It used to start with Black Friday, the day after Thanksgiving in the United States, when the traditional holiday shopping season would begin with crazy deals on sites like Amazon.
This past weekend, it was November 11, or Singles’ Day, which is popular in mainland China, that got the global headlines for the start of the year-end online buying frenzy.
Alibaba, the Chinese Internet giant now rivalling Amazon, sold 168.2 billion yuan ($$34.4 billion) on a day that was meant as a response to the gift-giving on Valentine’s Day.
Never mind the occasion, the online shopping craze picked up in Singapore too, where Singles’ Day is still a relatively new thing.
Lazada, the Southeast Asian online retailer owned by Alibaba, sold US$123 million of merchandise, a 171 per cent increase over the previous year.
From Sennheiser headphones to memory cards, the online rush drove people to buy 6.5 million items, a boost of 191 per cent over 2016. They snapped up three times as many items in the first 60 seconds of the sale than a year before, the company revealed.
Of course, not everything online is a special deal. Some sites simply put up the same deals they have been putting up all along, with a nice new banner announcing them like they are new.
Other sites such as Qoo10 attracted Singapore buyers with S$1 deals, always an attraction to those seeking a bargain. It is also working with small- and medium-sized enterprises (SMEs) to put their products up online for sale, to reach a wider market.
It is amazing to think that just a few years ago, online commerce was a lot less prevalent. Shoppers were hesitant, in a small country where they preferred to visit a physical shop during the Christmas season and “touch and feel” the stuff before buying.
Today’s shoppers are more savvy and confident of the deals online. Plus, the human crush at the Orchard Road shopping belt in the past has been turning away those who have little time for queues.
The irony, of course, is that online players such as Alibaba and Amazon are buying into or working on physical retail outlets as well. There is a space for brick-and-mortar retail, for sure, but outlets need to reinvent themselves by being more customer-centric and data-savvy.
They could be convenient pick-up points, where customers can be up-sold complementary products they had forgotten to add to their online basket. They also have to analyse the foot-fall in their shops to optimise the use of the floor space.
There is simply no carrying on like business is usual. Just turn up at the ground level of Far East Plaza, a decades-old shopping mall on the edge of the Orchard Road belt, to see that there is only one type of shop surviving – the food outlets. The fashion and other stores are long gone.
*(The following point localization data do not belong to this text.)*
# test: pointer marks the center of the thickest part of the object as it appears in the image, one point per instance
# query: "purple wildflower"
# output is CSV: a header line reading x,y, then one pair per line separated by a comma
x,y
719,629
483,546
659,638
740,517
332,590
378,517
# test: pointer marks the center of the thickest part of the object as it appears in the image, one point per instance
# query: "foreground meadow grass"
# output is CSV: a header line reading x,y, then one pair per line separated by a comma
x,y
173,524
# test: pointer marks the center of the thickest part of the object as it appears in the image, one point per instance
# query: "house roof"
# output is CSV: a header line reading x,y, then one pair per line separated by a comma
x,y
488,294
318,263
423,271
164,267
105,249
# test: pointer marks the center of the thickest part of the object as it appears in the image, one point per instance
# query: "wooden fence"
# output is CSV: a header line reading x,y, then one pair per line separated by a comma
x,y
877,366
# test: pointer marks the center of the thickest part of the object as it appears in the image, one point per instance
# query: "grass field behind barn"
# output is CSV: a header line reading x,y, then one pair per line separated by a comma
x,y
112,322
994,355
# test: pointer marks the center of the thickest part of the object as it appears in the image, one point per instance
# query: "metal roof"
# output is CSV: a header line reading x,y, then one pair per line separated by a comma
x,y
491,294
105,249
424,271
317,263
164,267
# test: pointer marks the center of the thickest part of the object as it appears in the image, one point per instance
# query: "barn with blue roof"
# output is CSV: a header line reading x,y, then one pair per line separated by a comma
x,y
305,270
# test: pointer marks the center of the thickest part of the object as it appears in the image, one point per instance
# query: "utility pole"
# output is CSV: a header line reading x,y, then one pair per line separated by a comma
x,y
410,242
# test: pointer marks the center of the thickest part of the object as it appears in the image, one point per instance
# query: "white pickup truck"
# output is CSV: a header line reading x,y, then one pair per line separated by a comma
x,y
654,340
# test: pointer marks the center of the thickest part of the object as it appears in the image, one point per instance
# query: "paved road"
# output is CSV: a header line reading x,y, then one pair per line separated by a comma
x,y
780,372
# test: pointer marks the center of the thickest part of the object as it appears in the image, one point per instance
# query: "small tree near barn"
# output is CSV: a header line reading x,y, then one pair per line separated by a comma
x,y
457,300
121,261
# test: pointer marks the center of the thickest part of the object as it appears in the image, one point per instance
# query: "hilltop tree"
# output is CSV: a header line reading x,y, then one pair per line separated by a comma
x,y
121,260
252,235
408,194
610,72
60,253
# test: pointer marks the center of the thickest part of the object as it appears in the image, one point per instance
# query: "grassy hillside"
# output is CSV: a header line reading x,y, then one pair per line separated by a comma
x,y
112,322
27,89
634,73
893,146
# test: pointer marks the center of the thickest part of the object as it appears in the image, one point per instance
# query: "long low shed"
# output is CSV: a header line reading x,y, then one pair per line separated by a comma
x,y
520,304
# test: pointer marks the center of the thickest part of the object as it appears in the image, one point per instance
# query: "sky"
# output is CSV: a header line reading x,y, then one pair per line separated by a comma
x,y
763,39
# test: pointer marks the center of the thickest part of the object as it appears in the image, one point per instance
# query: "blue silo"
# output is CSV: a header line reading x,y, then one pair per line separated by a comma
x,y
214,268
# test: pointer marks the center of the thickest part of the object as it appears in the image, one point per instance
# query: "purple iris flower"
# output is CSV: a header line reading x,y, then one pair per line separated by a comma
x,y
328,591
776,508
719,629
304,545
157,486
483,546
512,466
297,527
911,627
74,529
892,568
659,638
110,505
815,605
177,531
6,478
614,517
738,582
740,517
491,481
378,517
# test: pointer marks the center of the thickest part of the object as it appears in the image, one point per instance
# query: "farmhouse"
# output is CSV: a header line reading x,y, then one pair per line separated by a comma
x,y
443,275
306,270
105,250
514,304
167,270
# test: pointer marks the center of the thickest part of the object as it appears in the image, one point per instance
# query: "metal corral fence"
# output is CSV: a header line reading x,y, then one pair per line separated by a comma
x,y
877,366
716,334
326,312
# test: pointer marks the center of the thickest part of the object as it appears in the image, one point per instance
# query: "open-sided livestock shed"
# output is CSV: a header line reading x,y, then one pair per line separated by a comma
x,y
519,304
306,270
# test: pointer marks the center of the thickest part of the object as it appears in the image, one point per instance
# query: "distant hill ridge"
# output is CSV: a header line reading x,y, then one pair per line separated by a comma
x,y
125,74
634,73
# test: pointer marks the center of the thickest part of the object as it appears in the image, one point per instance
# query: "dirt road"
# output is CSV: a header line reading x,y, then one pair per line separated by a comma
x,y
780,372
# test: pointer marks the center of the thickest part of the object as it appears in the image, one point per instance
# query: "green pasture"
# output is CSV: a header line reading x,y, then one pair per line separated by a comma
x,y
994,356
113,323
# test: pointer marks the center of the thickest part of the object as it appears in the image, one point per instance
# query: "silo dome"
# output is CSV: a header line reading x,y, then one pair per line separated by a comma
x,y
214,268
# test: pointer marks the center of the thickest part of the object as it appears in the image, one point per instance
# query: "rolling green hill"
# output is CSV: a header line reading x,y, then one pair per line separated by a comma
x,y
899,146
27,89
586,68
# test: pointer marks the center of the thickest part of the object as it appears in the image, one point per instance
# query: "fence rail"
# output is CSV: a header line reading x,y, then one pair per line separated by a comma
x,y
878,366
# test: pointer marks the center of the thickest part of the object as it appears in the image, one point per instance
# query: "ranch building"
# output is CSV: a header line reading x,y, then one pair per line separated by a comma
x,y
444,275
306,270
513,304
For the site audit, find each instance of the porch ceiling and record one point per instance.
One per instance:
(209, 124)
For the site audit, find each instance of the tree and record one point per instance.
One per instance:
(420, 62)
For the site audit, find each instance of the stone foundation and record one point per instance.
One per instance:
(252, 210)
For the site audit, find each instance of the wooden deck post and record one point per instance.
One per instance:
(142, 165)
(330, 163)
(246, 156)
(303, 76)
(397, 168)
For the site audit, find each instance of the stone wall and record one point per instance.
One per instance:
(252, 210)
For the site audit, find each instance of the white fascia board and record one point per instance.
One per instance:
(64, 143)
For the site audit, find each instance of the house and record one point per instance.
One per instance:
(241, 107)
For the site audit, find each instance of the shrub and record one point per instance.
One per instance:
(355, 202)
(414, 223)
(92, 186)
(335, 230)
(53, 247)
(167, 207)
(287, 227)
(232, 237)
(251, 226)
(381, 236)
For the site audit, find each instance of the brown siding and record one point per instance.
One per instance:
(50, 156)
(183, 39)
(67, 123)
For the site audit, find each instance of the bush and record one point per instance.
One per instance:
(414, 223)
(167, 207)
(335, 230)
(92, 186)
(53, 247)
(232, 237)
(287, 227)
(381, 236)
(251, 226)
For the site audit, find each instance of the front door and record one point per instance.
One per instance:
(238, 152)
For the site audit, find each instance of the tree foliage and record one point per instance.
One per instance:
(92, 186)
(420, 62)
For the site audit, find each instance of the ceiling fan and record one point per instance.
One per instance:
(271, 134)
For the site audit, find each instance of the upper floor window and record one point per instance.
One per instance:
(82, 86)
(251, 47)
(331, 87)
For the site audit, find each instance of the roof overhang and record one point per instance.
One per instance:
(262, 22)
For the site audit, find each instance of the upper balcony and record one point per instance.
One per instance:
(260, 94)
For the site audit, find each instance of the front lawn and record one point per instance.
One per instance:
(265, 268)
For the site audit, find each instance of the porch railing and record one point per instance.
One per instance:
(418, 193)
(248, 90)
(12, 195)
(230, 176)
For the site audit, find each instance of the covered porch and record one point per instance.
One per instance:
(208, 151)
If other retailers need any more reminding, this holiday season is yet another occasion to mark the shift towards online retail. The tourism authorities and others looking to make Orchard Road cool again surely have to understand this.
There is simply no turning back from the online commerce, not with the money that it is generating.
Alibaba, in an effort to reach a more global market outside China, hired film star Nicole Kidman and rapper Pharrell Williams in a glitzy show to sell the occasion. The fees are probably peanuts compared to what it would make in a single day.
Even in Singapore, the Singles’ Day deals mean that the crazy season has already started early for many shoppers this year. And it’s not even Black Friday yet.